De Rosa soy el dilecto;
Es ese su pensamiento.  

El alma de este paisano,
Que hoy canta con emoción,

No conoce de razón:
Sólo siente el sentimiento.  


A todos: 

* ¡Felicidades y uvas! *​ 

(y si vienen fermentadas, añejadas y embotelladas, ¡tanto mejor! )​ 

¡Feliz año nuevo! - Mate, el _renegáu_​


----------



## Rayines

*¡¡Felicidades a todos, y que a cada uno el 2007 le depare lo mejor!!*
**


----------



## Víctor Pérez

Muchas gracias por tus buenos deseos *Rosa*.
Yo también te deseo a tí y a todos estos buenos compañeros lo mejor para siempre.
Víctor


----------



## heidita

Me uno a las felicitaciones de Rosa, siempre amable y educada, no como otras ..... 

¡Un deseo para el buen humor para el AÑO NUEVO desde la mejor cuidad el mundo!

FROHES NEUES JAHR!

¡FELIZ AÑO NUEVO!

HAPPY NEW YEAR!


----------



## Kraus

Здравствуй и с новым годом!


----------



## Heba

*Feliz año nuevo*

*May this year be a year of happiness and peace for everybody*​


----------



## Gévy

Feliz año a todos, bonne année 2007 !!!

Mucha alegría para vosotros, amigos de WR, y que sigamos disfrutando más y más de vuestra sabiduría, entusiasmo y simpatía.

Bisous y besos,

Gévy


----------



## amikama

*¡Feliz año nuevo!*
*Happy new year!*
​


----------



## Chaska Ñawi

*Happy New Year, friends!  *

(And thank you for making this my favourite place to come and play!)


----------



## KaRiNe_Fr

Ma dernière anim' (*) est pour vous. 

 (*) de l'année !


----------



## LaurentK

*Chers Nous,*
*Pour célébrer ma première année sur les Forums, une année de bonheur parmi vous, j'ai pris une PHOTO DE FAMILLE.*

*RASSUREZ-VOUS, vous êtes TOUS et TOUTES dessus, je suis certain que CHACUN se reconnaîtra. La voici:*






*Vous voyez bien que tout le monde y est...*

*Bonne* *Année 2007 !*
*Love,*
*Laurent  *


----------



## Etcetera

*С Новым годом, друзья!

С любовью, 
Анна
*


----------



## Soledad Medina

Al dar gracias a Dios por todas las bendiciones del 2006 no puedo dejar de mencionar a WordReference, un sitio maravilloso lleno de gente inteligente, culta, generosa y amable que ha enriquecido mi vida.

A todos los fantásticos foreros y extraordinarios moderadores va un mensaje lleno de cariño deseándoles que el 2007 venga colmado de paz, salud y muchas sonrisas.
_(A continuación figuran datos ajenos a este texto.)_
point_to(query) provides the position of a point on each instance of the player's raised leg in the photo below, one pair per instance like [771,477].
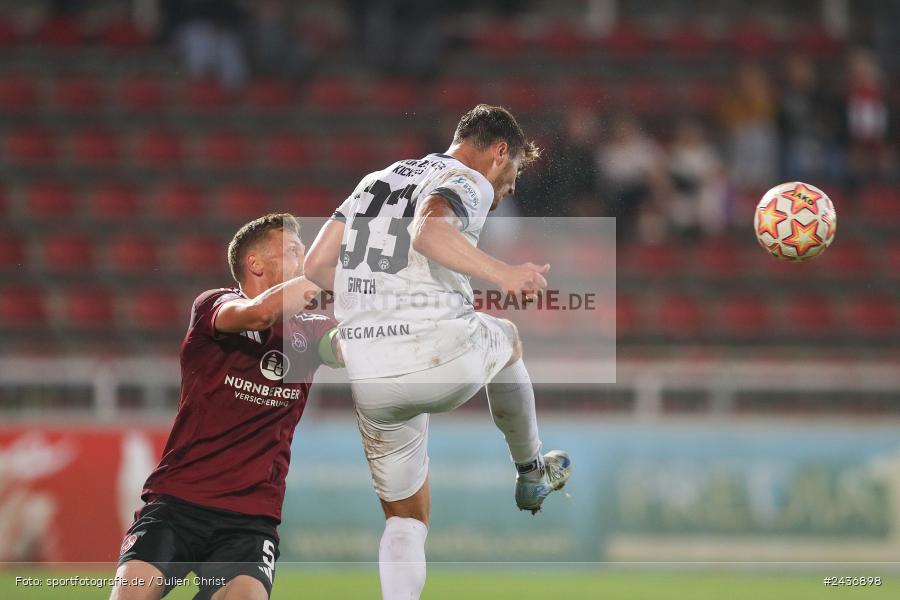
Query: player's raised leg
[511,399]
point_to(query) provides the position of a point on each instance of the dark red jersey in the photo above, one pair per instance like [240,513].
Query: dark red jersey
[242,395]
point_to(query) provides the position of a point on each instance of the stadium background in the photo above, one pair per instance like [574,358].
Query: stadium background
[754,418]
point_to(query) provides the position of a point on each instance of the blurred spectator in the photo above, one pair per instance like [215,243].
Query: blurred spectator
[698,201]
[274,46]
[748,114]
[207,34]
[401,37]
[870,156]
[803,128]
[632,175]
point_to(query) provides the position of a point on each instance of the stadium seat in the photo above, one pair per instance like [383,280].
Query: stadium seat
[243,202]
[60,32]
[872,315]
[12,253]
[678,316]
[688,40]
[286,151]
[627,41]
[114,202]
[223,150]
[742,315]
[30,147]
[200,255]
[88,308]
[159,149]
[122,34]
[562,39]
[809,315]
[95,147]
[18,93]
[22,307]
[455,96]
[156,310]
[131,253]
[49,201]
[204,95]
[68,253]
[269,96]
[179,203]
[330,95]
[396,96]
[77,94]
[140,94]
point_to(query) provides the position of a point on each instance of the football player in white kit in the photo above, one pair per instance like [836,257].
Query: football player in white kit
[398,254]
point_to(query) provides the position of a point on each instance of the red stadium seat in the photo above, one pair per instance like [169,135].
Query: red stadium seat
[872,315]
[223,149]
[243,202]
[180,202]
[123,34]
[204,95]
[688,41]
[87,308]
[330,95]
[133,254]
[743,315]
[352,151]
[395,96]
[22,307]
[49,200]
[679,316]
[12,252]
[156,309]
[68,252]
[201,255]
[455,96]
[809,315]
[158,149]
[29,147]
[18,93]
[286,151]
[95,147]
[499,38]
[563,39]
[627,41]
[78,94]
[61,32]
[141,94]
[268,95]
[114,202]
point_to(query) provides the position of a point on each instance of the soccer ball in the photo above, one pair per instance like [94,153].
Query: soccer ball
[795,221]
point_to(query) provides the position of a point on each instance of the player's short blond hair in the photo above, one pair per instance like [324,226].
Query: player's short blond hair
[251,233]
[485,125]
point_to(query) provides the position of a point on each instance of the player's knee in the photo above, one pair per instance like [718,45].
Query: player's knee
[516,342]
[242,587]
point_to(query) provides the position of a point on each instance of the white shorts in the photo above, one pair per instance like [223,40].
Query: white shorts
[392,412]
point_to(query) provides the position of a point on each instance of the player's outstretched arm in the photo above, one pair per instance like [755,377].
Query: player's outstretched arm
[260,313]
[321,259]
[436,235]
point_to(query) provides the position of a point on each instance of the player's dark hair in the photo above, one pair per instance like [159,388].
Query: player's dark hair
[251,233]
[485,125]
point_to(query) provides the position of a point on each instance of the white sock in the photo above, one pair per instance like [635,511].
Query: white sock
[511,398]
[401,559]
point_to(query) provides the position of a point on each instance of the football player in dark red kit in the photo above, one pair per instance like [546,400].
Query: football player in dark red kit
[247,362]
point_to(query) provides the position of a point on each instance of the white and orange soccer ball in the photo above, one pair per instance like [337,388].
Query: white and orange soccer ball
[795,221]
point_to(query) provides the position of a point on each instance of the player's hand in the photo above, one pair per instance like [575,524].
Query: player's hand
[526,279]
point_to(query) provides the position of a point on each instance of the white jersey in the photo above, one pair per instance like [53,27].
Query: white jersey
[400,312]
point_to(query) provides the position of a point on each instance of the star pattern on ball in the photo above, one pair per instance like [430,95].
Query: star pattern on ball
[769,219]
[802,197]
[803,237]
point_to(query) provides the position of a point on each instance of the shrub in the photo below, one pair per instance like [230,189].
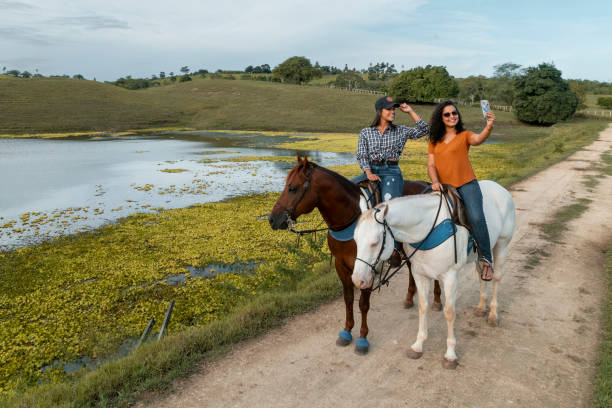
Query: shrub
[543,97]
[423,84]
[605,102]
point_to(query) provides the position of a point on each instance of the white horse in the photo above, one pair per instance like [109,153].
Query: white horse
[409,220]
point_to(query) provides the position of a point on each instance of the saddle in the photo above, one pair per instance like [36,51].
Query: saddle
[375,196]
[459,212]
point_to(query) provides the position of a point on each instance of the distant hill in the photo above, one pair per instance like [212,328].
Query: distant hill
[41,105]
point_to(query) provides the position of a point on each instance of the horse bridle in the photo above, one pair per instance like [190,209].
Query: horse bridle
[384,280]
[291,210]
[382,247]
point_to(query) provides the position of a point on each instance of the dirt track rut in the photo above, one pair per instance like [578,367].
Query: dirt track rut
[542,354]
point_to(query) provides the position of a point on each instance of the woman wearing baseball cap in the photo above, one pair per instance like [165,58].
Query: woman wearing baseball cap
[380,146]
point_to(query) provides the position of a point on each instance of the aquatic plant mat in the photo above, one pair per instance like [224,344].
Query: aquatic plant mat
[83,300]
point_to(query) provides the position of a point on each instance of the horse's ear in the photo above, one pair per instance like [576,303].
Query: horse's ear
[383,208]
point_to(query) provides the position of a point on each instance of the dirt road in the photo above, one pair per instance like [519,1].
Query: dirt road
[542,354]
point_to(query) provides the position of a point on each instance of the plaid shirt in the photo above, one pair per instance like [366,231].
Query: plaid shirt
[374,146]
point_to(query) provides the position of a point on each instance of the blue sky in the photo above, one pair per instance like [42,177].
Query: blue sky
[107,39]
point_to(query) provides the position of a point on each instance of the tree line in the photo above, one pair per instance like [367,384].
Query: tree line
[538,94]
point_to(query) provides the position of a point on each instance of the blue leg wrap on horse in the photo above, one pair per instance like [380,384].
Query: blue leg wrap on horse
[346,335]
[363,342]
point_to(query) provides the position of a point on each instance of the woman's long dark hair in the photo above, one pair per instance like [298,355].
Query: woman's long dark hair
[437,128]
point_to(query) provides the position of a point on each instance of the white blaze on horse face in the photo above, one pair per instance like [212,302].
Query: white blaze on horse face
[368,237]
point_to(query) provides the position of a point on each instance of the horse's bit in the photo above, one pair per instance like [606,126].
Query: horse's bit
[384,279]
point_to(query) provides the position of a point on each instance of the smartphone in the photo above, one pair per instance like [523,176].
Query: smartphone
[484,104]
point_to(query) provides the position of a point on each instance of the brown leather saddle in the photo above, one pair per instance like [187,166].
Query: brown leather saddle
[373,187]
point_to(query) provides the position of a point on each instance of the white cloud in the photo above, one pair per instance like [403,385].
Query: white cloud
[111,38]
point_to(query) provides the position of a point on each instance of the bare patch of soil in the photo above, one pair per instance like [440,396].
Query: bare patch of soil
[542,354]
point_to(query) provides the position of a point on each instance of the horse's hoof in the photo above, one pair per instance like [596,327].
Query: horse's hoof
[479,312]
[342,342]
[450,364]
[344,338]
[362,346]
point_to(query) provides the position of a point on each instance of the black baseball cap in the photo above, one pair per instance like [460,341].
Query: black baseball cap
[385,103]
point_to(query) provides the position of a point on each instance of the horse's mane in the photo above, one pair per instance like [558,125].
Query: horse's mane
[346,183]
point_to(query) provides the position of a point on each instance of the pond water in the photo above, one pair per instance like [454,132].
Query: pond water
[62,186]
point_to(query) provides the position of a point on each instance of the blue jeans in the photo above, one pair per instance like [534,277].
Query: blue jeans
[391,184]
[472,197]
[392,181]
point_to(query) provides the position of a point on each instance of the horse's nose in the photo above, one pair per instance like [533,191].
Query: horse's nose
[277,221]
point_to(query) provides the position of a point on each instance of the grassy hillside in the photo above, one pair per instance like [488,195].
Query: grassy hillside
[61,104]
[44,105]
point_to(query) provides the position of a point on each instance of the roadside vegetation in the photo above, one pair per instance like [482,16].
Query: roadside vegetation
[83,300]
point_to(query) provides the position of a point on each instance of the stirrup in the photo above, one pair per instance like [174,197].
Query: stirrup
[482,264]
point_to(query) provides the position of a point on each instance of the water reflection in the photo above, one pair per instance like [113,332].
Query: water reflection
[63,186]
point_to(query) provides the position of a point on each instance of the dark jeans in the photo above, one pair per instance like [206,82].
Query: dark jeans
[472,197]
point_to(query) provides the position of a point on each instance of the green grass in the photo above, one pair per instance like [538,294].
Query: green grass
[553,230]
[156,365]
[52,105]
[591,101]
[602,396]
[128,259]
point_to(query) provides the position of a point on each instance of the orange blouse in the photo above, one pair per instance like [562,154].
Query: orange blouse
[452,161]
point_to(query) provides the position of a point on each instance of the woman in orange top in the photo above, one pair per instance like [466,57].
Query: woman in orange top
[448,162]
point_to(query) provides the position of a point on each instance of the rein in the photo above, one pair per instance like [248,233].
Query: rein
[384,278]
[290,212]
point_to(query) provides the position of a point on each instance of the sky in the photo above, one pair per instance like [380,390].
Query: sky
[109,39]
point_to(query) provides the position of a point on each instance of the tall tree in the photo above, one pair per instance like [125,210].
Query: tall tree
[297,70]
[543,97]
[424,84]
[508,70]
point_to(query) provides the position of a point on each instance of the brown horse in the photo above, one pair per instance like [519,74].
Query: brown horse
[309,186]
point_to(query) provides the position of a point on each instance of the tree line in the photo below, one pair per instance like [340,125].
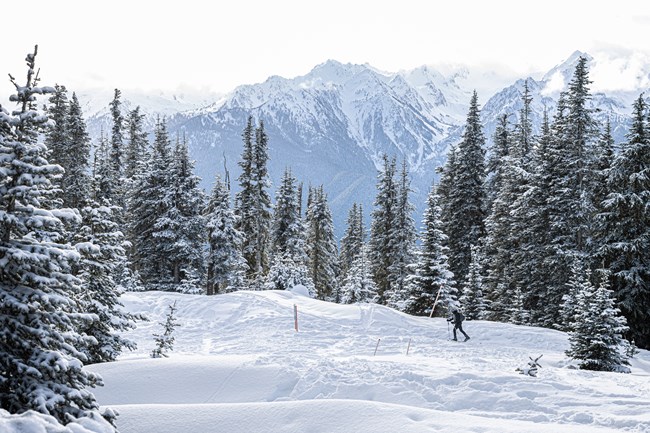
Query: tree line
[549,230]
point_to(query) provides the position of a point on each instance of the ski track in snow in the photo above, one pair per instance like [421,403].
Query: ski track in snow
[242,349]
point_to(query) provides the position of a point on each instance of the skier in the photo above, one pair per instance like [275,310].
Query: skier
[457,320]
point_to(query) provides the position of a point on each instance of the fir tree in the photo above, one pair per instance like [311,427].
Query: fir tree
[596,337]
[465,214]
[626,216]
[253,204]
[570,203]
[404,235]
[57,138]
[148,202]
[184,219]
[472,299]
[289,262]
[40,367]
[136,148]
[431,278]
[384,222]
[321,246]
[225,264]
[76,180]
[352,240]
[99,242]
[165,341]
[358,285]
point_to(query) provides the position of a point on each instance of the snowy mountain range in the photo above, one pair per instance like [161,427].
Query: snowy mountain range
[332,125]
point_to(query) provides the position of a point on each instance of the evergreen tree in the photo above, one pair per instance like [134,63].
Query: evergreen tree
[626,216]
[136,149]
[183,223]
[432,278]
[321,246]
[165,341]
[289,262]
[404,237]
[382,236]
[465,209]
[76,180]
[498,242]
[116,153]
[596,337]
[99,242]
[225,263]
[472,299]
[56,136]
[530,262]
[253,204]
[352,240]
[40,367]
[148,202]
[358,285]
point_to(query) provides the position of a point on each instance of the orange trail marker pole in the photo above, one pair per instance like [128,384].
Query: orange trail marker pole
[295,317]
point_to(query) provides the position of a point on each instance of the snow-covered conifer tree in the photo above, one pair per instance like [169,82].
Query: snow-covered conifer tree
[464,201]
[321,246]
[432,277]
[352,240]
[289,257]
[404,237]
[226,266]
[99,243]
[165,341]
[358,285]
[596,335]
[472,299]
[384,223]
[626,215]
[253,203]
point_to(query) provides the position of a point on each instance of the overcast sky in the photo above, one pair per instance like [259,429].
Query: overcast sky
[218,45]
Un abrazo desde Miami de esta cubana que los quiere y admira mucho.
Soledad


----------



## ordequin

*¡Amigos todos de WR!*

*¡Gracias por sumaros al llamamiento con la multicolorista implosión de vuestro ingenio!!!*

*¡Somos los mejores!*

*I love you all.*

*¡¡¡FELIZ 2007!!!*

**


----------



## LV4-26

The Earth completed its 365.242199-day long revolution around the sun, a little bit before 11:00 am (my time), I reckon. So happy new year to you all.


----------



## carolineR

Bonne Année/ Happy New Year à tous mes Forero/@s favoris -qui se reconnaîtront - et à tous les autres


----------



## Maja

СРЕЋНА ВАМ СВИМА НОВА ГОДИНА!!!
SREĆNA VAM SVIMA NOVA GODINA!!!
HAPPY NEW YEAR TO YOU ALL!!!
​


----------



## geve

À vous qui êtes déjà si beaux et intelligents, que votre année soit parsemée de petits grains de bonheur.


----------



## la reine victoria

*Good Luck,*

*Health*

*and*

*Happiness*

*for*

*2007*



*May all your dreams come true!*




​LRV​


----------



## anthodocheio

*Happy new year to you all! *
*It's an honor to "be a part" of a family so nice that has shown me what kindness means.*​ 

*Feliz año nuevo a todos los foreros!*​ 
​


----------



## zaby

Joyeuse année 2007 à tous 

 ****** ​


----------



## krolaina

*Feliz año* a todos los viejos y nuevos amigos de esta supercomunidad, la nuestra, que sigamos este 2007 igual de bien, con el respeto que nos caracteriza. ¡Alegría y felicidad para todos!
¡Y felices reyes! ¿Seguro que todos habéis sido buenos?


----------